[FEATURE] Converting traditional ML algorithms using Hummingbird and benchmark model performance. #123

dhrubo-os · 2023-03-26T19:39:51Z

Currently for build in ML algorithms in opensearch we need to write that in Java, which is sometimes more time consuming due to not having enough ML support in Java

One initiative we started is, we can write algorithm in TorchScript, trace the torchScript file and then load the model file in Opensearch using MLCommon's Model serving framework.

One bottleneck is, in torchScript we can't import any 3rd party library like scikit-learn so to include scikit-learn models in Opensearch we have to rewrite the algorithm in torchscrip which can't be the ideal solution.

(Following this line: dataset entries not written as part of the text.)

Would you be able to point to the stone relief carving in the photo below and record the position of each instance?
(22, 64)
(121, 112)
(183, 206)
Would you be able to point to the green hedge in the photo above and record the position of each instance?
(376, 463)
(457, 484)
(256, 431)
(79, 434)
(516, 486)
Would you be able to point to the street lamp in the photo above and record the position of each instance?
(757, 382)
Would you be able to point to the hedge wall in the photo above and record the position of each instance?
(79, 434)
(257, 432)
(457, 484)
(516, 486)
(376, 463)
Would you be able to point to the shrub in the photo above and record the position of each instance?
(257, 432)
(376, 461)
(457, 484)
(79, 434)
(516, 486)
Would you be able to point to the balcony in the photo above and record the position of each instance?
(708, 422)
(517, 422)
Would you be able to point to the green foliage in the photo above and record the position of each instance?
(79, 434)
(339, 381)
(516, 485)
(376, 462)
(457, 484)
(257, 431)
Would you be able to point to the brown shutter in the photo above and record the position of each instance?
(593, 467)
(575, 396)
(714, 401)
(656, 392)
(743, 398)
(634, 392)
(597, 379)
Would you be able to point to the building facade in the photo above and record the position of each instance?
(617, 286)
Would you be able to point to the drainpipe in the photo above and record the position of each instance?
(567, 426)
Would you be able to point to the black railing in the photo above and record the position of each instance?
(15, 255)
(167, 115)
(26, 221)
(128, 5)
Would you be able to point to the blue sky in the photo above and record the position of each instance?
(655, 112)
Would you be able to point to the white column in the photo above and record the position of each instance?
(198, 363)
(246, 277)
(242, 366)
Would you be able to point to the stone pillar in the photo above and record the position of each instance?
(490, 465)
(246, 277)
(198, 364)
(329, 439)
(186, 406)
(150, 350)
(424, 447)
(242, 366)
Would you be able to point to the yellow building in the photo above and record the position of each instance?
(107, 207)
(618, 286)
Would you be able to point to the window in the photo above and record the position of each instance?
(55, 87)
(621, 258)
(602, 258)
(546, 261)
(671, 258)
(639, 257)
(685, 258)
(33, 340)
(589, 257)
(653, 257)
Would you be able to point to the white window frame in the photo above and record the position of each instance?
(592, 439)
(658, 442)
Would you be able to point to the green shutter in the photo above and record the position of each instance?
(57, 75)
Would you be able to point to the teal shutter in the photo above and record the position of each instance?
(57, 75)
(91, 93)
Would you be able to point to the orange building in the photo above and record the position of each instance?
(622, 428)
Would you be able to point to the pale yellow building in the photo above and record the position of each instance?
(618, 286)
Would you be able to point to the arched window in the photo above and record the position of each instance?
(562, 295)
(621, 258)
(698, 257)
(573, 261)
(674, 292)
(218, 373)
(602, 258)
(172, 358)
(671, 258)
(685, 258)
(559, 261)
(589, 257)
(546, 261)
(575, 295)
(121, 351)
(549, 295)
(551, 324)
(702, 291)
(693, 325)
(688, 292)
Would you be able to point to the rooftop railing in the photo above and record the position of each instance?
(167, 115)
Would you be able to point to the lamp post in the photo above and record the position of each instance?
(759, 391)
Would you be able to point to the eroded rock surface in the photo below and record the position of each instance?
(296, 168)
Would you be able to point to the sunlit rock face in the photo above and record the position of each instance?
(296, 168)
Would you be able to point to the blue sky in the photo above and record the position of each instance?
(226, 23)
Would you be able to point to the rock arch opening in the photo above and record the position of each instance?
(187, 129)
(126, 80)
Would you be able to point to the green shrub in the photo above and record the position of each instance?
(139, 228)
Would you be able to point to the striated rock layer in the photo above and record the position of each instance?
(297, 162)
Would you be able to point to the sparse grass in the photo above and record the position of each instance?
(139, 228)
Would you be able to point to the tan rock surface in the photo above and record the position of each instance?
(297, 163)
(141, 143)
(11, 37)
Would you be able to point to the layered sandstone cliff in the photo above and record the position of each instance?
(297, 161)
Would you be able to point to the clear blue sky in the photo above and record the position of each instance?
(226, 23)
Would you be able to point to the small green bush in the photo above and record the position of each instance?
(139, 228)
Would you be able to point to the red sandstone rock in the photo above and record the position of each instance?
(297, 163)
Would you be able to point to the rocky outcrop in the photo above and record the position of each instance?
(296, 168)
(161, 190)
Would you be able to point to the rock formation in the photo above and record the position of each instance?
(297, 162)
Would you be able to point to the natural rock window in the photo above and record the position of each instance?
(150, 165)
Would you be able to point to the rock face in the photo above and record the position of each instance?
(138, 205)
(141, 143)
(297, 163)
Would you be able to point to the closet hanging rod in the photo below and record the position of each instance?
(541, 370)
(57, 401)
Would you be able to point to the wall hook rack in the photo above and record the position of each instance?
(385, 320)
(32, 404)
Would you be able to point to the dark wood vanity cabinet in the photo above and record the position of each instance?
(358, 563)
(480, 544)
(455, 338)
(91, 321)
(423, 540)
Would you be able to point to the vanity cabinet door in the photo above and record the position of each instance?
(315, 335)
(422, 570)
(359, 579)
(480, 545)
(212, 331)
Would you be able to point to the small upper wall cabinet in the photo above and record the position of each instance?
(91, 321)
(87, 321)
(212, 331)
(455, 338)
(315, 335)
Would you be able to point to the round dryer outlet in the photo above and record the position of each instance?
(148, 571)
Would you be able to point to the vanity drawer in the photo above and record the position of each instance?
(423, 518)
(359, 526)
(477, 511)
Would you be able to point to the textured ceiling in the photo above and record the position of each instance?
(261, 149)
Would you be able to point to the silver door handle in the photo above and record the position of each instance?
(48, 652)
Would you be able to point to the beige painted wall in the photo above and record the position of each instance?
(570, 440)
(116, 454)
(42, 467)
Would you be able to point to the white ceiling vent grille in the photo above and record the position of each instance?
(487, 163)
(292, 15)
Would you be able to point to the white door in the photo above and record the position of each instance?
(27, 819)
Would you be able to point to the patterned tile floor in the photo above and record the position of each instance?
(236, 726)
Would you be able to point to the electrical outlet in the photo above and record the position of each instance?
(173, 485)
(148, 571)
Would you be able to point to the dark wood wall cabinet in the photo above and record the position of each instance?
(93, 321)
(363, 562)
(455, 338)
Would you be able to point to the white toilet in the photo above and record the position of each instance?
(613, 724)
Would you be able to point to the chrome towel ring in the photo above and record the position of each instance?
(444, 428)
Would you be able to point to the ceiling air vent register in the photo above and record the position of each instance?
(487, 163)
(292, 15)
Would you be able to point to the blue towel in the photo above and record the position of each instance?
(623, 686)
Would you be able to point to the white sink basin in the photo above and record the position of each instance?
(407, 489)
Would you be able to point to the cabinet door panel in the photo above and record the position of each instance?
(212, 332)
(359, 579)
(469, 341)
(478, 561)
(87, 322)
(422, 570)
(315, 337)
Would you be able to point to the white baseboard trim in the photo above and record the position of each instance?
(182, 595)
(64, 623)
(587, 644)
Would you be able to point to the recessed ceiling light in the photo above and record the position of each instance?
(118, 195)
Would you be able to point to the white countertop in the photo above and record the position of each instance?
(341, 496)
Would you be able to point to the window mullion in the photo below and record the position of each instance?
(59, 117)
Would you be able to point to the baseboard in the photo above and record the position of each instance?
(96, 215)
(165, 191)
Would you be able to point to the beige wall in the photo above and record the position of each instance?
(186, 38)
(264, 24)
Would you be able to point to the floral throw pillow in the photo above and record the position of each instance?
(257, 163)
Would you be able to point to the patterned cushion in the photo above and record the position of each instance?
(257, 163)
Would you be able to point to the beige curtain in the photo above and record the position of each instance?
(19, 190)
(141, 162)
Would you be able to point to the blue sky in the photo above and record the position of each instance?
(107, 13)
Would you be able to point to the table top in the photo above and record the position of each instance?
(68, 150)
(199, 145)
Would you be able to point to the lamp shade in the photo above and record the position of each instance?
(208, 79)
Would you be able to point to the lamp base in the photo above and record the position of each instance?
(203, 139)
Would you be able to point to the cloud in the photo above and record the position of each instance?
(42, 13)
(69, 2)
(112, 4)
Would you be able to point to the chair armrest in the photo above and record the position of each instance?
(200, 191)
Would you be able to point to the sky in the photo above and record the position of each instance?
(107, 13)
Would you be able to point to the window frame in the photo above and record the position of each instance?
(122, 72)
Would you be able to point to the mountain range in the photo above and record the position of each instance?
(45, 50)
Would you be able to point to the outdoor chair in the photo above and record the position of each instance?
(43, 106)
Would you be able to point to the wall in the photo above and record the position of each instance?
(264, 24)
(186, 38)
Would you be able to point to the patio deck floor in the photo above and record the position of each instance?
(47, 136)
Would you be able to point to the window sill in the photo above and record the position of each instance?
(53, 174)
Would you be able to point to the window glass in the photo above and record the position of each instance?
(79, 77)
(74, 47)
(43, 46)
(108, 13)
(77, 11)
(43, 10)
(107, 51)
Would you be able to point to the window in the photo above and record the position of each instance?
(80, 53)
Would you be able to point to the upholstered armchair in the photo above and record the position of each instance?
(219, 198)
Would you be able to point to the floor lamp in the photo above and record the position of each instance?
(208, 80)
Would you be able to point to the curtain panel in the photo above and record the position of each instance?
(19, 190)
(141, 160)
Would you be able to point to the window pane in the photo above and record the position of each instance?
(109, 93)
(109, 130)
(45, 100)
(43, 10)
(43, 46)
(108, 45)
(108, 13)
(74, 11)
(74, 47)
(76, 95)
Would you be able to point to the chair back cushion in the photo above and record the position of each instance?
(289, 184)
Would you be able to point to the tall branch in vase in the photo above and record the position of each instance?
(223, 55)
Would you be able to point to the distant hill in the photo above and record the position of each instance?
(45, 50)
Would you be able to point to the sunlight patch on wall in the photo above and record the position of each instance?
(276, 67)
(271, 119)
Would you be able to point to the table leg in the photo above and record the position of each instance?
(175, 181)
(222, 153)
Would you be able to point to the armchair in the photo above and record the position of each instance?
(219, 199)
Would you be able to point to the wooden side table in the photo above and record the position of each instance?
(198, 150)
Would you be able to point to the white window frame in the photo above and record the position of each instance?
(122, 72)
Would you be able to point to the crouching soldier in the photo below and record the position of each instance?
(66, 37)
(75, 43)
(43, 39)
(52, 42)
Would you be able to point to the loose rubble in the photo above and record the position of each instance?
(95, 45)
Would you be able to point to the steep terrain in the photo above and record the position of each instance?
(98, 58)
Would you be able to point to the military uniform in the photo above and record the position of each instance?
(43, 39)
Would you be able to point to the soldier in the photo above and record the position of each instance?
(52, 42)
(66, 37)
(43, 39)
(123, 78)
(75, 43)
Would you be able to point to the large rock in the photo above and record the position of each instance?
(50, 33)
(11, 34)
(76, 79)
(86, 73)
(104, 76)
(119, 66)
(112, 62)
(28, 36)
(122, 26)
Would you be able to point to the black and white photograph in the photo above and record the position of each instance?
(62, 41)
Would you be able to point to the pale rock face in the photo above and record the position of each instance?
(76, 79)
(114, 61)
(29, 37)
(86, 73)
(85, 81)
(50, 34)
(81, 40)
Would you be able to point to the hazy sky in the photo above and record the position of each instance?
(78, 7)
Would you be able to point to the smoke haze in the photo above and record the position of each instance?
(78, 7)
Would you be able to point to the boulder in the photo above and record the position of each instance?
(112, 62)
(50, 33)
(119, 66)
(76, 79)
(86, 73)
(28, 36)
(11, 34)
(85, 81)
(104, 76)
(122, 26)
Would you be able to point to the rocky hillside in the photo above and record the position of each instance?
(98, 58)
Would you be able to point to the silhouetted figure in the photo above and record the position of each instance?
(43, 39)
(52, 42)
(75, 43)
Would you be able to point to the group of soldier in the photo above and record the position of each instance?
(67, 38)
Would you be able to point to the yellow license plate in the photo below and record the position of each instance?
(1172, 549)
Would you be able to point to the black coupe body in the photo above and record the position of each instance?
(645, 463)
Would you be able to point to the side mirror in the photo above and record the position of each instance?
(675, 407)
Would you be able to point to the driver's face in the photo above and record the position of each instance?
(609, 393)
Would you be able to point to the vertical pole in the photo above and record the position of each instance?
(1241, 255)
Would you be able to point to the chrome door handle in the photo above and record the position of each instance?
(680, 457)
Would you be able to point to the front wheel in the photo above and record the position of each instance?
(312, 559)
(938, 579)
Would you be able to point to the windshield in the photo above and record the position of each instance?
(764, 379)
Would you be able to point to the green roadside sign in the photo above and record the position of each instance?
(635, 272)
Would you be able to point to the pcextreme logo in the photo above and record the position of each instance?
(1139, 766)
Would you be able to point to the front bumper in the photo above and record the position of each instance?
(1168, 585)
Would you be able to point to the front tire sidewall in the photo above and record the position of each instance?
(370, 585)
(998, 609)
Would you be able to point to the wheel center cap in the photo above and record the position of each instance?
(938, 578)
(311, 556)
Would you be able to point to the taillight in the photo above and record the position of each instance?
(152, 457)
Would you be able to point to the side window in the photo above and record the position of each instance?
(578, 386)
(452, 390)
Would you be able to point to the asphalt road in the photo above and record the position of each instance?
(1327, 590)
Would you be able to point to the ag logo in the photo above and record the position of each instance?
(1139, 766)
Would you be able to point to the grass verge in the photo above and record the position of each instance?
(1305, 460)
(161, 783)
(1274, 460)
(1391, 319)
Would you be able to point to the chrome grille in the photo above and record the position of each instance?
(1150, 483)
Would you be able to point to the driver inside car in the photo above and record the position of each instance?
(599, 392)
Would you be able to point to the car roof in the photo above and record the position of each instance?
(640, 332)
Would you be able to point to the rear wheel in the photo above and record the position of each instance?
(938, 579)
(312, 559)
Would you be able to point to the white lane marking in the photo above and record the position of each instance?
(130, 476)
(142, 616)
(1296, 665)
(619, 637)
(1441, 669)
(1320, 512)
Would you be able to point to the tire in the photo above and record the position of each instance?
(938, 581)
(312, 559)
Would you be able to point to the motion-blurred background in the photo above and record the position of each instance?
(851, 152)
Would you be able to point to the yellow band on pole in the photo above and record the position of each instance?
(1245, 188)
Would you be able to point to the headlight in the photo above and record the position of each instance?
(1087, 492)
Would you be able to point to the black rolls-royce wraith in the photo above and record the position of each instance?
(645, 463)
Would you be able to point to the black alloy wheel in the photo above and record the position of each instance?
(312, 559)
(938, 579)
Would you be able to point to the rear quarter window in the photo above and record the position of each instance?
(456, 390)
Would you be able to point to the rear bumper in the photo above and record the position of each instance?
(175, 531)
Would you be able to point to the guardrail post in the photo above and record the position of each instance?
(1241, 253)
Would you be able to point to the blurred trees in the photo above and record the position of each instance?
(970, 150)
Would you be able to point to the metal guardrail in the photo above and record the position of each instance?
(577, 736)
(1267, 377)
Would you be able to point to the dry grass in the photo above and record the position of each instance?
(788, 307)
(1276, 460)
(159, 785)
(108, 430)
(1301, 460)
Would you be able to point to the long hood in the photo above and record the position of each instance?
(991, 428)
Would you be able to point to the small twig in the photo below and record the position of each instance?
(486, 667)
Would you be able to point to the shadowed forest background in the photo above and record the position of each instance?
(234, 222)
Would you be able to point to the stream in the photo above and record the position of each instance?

To solve this problem we can use Hummingbird through which we can convert traditional machine learning algorithm to neural network based algorithm for faster execution and at the same time we should be able to convert the algorithm to torchScript or Onnx so that we can load the model in opensearch.

In this issue, we would like to investigate if humming bird will solve our issue or not.

The following steps can be done in the investigation

Import Hummingbird in the py-ml repo
convert a model in torchScript (We can start with simple stateless models like PCA/KernelPCA
Run both format of the algorithm (original scikit learn algorithm and converted pytorch and onnx algorithm)to compare the output.
We can have bench-marking to compare performance between all three formats of model execution.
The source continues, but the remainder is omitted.